Minggu, 11 Mei 2206. Waktu sekarang.
Aku, Richard, dan Akinwole kini didudukkan paksa, masih di tengah kerumunan para tetua suku. Ruangan sesak dengan pandangan mata merendahkan yang di arahkan kepada kami bertiga. Di singgasananya duduk sang sarki, Akintunde. Tangannya menyangga dagu, diam dengan wajah marah bercampur kecewa – lagi-lagi dia bersandiwara. Melihat singgasana Akintunde, cukup memberi informasi kalau kami berada di bangunan prosesi adat di tengah lapangan. Tempat yang tepat untuk mengadili orang secara rahasia. Tak akan ada penduduk curiga karena jaraknya yang terpisah dengan pemukiman dan aktivitas penduduk. Lagipula penduduk memang hanya ke sini untuk acara khusus saja. Akinleye dan Tuan Damian berdiri di kiri dan kanan singgasana itu. Dari semua orang di ruangan ini, hanya Akinleye yang menunjukkan ekspresi khawatir. Entah dimana Wei Johan dan Ruli si pelayan sekarang.

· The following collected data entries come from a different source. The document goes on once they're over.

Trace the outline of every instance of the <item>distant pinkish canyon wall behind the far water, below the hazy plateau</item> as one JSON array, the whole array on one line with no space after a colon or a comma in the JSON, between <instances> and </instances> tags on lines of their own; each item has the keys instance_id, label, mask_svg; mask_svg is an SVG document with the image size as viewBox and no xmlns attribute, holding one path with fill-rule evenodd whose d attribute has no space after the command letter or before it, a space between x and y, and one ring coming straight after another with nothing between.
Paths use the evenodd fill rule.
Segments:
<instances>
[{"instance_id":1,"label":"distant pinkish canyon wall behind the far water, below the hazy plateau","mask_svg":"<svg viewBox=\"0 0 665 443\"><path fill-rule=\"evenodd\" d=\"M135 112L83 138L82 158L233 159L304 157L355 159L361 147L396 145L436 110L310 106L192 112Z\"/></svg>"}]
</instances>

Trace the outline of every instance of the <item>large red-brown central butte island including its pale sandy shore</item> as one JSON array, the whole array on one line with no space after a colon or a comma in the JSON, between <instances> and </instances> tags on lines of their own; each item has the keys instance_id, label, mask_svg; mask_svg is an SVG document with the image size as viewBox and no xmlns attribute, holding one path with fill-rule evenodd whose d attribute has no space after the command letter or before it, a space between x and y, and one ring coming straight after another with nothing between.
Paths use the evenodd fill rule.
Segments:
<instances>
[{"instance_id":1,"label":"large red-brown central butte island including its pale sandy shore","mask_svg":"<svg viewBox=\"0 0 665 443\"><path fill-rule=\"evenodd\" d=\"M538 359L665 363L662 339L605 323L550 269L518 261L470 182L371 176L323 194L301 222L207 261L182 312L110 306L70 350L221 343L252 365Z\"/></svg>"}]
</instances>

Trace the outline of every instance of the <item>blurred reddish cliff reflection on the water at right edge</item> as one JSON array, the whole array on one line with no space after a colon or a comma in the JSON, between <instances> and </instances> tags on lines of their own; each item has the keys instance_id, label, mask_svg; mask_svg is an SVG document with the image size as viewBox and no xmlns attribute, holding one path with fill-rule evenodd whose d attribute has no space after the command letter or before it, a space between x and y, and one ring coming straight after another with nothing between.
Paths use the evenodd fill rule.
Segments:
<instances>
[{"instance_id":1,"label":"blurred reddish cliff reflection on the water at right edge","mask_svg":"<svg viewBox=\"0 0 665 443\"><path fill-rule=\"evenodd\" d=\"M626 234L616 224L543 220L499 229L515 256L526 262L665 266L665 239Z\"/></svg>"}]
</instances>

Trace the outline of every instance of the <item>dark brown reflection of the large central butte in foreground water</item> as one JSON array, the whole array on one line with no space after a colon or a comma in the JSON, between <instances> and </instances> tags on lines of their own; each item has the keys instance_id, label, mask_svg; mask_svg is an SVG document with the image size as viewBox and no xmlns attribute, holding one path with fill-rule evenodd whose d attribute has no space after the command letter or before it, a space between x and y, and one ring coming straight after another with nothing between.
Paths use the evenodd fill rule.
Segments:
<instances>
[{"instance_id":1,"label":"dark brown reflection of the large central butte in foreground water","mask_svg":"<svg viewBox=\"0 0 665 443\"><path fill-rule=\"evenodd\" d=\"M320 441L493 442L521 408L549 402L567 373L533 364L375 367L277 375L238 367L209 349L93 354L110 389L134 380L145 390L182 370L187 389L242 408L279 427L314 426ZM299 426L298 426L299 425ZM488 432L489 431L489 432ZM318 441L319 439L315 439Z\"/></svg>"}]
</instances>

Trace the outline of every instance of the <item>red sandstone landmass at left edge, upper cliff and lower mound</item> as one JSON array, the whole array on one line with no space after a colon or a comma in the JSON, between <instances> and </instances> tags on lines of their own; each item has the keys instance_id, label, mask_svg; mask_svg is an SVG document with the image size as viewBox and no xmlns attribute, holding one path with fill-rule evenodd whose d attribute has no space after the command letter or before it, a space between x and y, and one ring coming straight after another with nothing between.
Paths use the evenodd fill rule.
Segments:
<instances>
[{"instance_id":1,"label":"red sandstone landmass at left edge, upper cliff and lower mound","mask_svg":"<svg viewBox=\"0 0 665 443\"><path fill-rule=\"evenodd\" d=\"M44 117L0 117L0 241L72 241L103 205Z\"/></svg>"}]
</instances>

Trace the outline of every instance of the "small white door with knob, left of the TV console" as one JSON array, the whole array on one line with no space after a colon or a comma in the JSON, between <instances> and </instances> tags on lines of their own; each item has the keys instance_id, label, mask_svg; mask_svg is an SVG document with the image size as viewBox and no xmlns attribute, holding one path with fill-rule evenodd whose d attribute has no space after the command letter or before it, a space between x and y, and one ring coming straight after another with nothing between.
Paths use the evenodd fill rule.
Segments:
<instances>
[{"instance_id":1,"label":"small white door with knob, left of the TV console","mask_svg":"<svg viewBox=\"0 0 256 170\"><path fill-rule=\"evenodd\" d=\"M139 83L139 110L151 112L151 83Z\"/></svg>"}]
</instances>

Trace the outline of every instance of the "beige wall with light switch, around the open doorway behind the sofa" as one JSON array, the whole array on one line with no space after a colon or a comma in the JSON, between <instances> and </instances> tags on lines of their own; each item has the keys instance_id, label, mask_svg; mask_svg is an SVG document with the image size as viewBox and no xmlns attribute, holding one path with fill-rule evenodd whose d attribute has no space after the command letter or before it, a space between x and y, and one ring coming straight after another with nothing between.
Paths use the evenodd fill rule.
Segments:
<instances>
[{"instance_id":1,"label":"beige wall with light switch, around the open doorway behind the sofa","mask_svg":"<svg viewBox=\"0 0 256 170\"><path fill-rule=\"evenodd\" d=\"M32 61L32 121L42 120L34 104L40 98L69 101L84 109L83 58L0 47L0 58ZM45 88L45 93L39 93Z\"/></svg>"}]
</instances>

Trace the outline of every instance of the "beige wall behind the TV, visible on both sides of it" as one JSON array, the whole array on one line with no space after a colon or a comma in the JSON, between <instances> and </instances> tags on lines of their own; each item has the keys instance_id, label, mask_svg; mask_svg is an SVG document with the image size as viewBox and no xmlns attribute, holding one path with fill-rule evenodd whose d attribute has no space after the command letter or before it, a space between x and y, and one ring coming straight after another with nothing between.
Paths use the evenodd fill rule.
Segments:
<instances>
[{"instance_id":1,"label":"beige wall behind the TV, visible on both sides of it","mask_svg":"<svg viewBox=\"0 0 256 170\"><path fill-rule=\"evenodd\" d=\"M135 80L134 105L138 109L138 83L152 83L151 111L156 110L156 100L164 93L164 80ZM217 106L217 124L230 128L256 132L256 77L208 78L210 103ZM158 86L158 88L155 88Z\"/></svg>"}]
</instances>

Tak berapa lama setelah kami bertiga tak sadarkan diri tadi, Akintunde membawa kami untuk diadili secara adat di depan seluruh tetua suku. Ada sepuluh tetua di bawah koordinasi Akinleye, lengkap dengan sekitar tiga puluhan penjaga yang menjulurkan tombak ke arah kami yang masih terduduk. Kami memanfaatkan situasi ini untuk mencoba memulihkan diri.
“Apa kau tidak tahu posisimu, Akinwole?!” Seorang tetua membentak Akinwole yang sejak tadi tertunduk. “Bagaimana bisa kau bekerjasama dengan kaki tangan Vento Corp untuk menghianati saudara sukumu sendiri?!” Akinwole tak menjawab. Aku dan Richard juga tak banyak membantu. Sebanyak apapun kami membela diri, orang-orang ini tak akan percaya karena sarki mereka sendiri yang ‘menangkap basah’ kami. Kesalahan Akinwole tentang penggunaan teknologi luar diungkap sudah. Aku, Richard dan William dituduh berkerja sama dengannya dan Vento Corp untuk melakukan rinderpest dan rice blast, memperdaya Tuan Damian yang polos.
“Apa kau sangat ingin posisi sarki jatuh ke tanganmu?” Tetua lain menyindir Akinwole sinis.
“Apa?” Akinwole tak percaya dengan tuduhan baru itu. Aku menangkap Akintunde menyeringai samar, puas memperhatikan.